Wherever there appeared to be at least moderate statistical heterogeneity (I² > 30%), we performed a random-effects analysis to test the robustness of the results derived from the fixed-effect approach. Assessment of clinical heterogeneity was based on consideration of the protocols of the studies included in the analysis and their individual estimates of effect size. Wherever we suspected clinical heterogeneity, we performed a sensitivity analysis by repeating the meta-analysis with the clinically heterogeneous trials excluded.
Assessment of reporting biases
We entered primary outcome data from all included studies into a funnel plot (trial effect against trial size) to investigate the possibility of publication bias, but the small number of studies (seven) meant that we could reach no definitive conclusion.
We performed statistical analysis according to the statistical guidelines provided for authors by the Cochrane Peripheral Vascular Diseases Group and from the Cochrane Handbook for Systematic Reviews of Interventions (Higgins 2011).

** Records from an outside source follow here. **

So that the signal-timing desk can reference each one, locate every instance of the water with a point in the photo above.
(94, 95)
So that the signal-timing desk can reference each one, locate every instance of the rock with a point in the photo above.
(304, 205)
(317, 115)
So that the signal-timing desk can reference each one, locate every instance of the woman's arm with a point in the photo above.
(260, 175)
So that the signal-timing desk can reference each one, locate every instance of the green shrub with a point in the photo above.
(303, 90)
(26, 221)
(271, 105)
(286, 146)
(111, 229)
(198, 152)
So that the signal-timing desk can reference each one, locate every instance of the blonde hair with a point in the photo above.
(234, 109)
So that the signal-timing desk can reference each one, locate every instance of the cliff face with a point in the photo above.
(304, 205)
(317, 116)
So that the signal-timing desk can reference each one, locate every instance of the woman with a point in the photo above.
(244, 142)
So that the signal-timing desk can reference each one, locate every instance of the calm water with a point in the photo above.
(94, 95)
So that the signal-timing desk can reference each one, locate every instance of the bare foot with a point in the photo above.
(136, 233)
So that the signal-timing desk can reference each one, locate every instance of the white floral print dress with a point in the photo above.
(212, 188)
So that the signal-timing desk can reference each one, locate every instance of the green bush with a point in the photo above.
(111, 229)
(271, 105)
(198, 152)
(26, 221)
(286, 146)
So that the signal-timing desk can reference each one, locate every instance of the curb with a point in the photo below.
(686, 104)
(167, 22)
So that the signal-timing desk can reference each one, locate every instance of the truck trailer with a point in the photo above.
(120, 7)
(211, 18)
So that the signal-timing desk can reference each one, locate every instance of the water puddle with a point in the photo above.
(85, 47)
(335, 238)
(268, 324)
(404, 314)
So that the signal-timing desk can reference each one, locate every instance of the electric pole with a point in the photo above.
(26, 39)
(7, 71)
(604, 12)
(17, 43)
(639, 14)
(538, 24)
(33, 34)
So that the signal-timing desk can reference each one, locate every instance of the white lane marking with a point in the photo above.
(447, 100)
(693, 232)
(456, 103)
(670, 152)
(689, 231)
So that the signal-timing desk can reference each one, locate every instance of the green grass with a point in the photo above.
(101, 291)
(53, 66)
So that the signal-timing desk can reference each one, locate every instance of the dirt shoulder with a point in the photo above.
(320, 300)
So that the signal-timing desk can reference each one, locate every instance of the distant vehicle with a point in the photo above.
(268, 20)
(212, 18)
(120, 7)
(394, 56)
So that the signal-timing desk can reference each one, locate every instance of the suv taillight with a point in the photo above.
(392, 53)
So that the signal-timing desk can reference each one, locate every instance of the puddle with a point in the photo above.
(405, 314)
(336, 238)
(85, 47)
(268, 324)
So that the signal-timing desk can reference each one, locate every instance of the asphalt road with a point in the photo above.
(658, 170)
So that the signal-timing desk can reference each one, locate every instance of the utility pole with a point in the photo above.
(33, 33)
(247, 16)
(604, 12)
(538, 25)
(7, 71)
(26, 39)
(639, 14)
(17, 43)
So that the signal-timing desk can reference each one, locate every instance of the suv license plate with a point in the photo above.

We combined the results of five cross-over trials and two parallel-group trials in a meta-analysis. These compared the calcium channel blockers nifedipine and nicardipine with placebo for the outcome 'frequency of Raynaud's attacks'. We calculated estimates of treatment effect and standard errors for each of the studies.
Two studies did not report SDs for treatment or placebo groups, and did not contain sufficient information to calculate them. This did not, however, prevent the calculation of a standardised mean difference for either study. For one study (Wollersheim 1991), the mean difference in the number of attacks, and therefore the standardised difference, was zero. We made a conservative assumption that there was no correlation between participants' measurements, resulting in a larger standard error and a relatively low weighting for the study within the meta-analysis. The other study (RTS 2000) reported geometric means for attack rates and adjusted P values. By using the upper limit of the P value and log-transforming the geometric means, it was possible to calculate a standard error for the difference in means. From this, it was possible to calculate a standardised mean difference and a corresponding standard error.
We then pooled the estimates using the generic inverse variance method, whereby each study is weighted according to the precision of its estimate of treatment effect. Following synthesis, we back-transformed the pooled estimate to an interpretable scale, as described above.
We used a forest plot to show individual study estimates and 95% confidence intervals (CI), together with the pooled estimate. We conducted the meta-analysis using the Review Manager 5 software (RevMan 2012) provided by The Cochrane Collaboration.
Subgroup analysis and investigation of heterogeneity
We performed separate subgroup analyses for the nifedipine and nicardipine trials. To investigate the influence of clinically heterogeneous trials, we performed sensitivity analyses with the trials in question excluded.
We conducted sensitivity analyses to examine the robustness of the meta-analysis as follows:
If a study had a discordant estimate of treatment effect, we repeated the analysis with that study removed.
If a study had a weighting that seemed disproportionate to its sample size, we repeated the analysis with that study removed.
If an analysis displayed at least moderate statistical heterogeneity (e.g. I² > 30%) we repeated the analysis using the random-effects method.